Berita

Nggak Punya Otak! Pegawai Minimarket Cabuli Bocah di Tangerang, Iming-iming Top Up Game

Muhammad Fatich Nur Fadli 17 Juni 2025 | 18:46:46

Zona Mahasiswa - Dunia anak-anak yang seharusnya penuh keceriaan dan rasa aman tercoreng oleh aksi keji seorang pegawai minimarket di Kota Tangerang. Seorang pria berinisial A, berusia 23 tahun, kini harus mempertanggungjawabkan perbuatannya setelah ditangkap oleh Polsek Jatiuwung atas dugaan tindak pidana pencabulan terhadap seorang bocah laki-laki berusia 11 tahun. Ironisnya, perbuatan bejat ini dilakukan di dalam toilet minimarket tempat A bekerja, dengan modus operandi yang licik: mengiming-imingi korban dengan top up game online gratis.

Baca juga: Debat Panas! Beda Pandangan PBNU dan Greenpeace Soal Bahaya Penambangan

Kasus yang menggegerkan warga Kampung Pasir Jaya, Kelurahan Pasir Jaya, Kecamatan Jatiuwung, Kota Tangerang ini, terungkap setelah korban memberanikan diri menceritakan pengalaman traumatisnya kepada orang tua. Kapolsek Jatiuwung, Komisaris Rabiin, pada Senin, 16 Juni 2025, secara resmi mengumumkan penangkapan pelaku dan menjelaskan kronologi kejadian yang memilukan ini.

Kronologi Kejadian: Rayuan Top Up dan Perbuatan Keji di Balik Dinding Toilet

Peristiwa nahas ini terjadi pada Minggu, 15 Juni 2025, sekitar pukul 09.00 WIB. Pagi itu, korban, seorang bocah laki-laki berusia 11 tahun, pergi ke minimarket yang terletak di wilayah Pasir Jaya bersama temannya.
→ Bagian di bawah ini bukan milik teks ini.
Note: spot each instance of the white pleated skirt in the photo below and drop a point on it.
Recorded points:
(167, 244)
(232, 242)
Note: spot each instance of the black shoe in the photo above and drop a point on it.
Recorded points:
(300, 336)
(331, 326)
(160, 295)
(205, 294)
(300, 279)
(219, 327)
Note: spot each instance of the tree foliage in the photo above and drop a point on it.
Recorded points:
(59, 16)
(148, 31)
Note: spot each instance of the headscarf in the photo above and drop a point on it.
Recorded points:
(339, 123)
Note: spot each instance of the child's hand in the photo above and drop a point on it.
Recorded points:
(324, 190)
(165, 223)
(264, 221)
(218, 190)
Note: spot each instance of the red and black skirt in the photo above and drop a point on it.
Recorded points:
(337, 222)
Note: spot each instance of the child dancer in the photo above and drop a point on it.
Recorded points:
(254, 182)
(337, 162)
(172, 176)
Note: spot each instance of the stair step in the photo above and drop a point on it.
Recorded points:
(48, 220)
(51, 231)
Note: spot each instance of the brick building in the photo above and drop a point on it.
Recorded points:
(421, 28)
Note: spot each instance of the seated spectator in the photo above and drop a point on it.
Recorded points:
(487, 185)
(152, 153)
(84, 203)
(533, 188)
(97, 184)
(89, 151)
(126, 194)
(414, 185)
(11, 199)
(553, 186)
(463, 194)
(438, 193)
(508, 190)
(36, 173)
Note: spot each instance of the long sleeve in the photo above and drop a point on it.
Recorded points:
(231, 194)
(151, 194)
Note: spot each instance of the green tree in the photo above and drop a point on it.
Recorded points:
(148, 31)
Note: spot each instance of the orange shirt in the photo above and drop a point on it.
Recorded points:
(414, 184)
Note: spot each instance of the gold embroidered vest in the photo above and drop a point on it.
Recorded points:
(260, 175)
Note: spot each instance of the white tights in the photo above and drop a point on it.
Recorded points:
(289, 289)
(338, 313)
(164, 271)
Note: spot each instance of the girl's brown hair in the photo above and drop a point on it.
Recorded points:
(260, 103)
Tujuan mereka adalah untuk mengisi ulang atau "top up" saldo game online, sebuah aktivitas yang lazim dan populer di kalangan anak-anak seusianya. Korban berencana untuk melakukan top up senilai Rp 30 ribu.

Namun, niat polos korban untuk menikmati hiburan digital berubah menjadi mimpi buruk saat ia berinteraksi dengan A, si kasir minimarket. Alih-alih langsung melayani permintaan top up Rp 30 ribu, A, dengan liciknya, menawarkan sesuatu yang lebih menggiurkan: top up game online senilai Rp 100 ribu secara cuma-cuma alias gratis. Tentu saja, tawaran ini datang dengan syarat yang tidak senonoh dan tidak terpikirkan oleh benak seorang anak. A meminta korban untuk ikut dengannya ke kamar mandi minimarket.

Bujuk rayu A, yang memanfaatkan kegemaran anak-anak terhadap game online dan tawaran yang sulit ditolak, berhasil memanipulasi korban. Anak berusia 11 tahun itu, yang mungkin tidak mengerti sepenuhnya maksud tersembunyi di balik tawaran tersebut, dan mungkin terbawa polosnya pikiran anak-anak yang hanya ingin bermain game, akhirnya mengikuti kemauan pelaku.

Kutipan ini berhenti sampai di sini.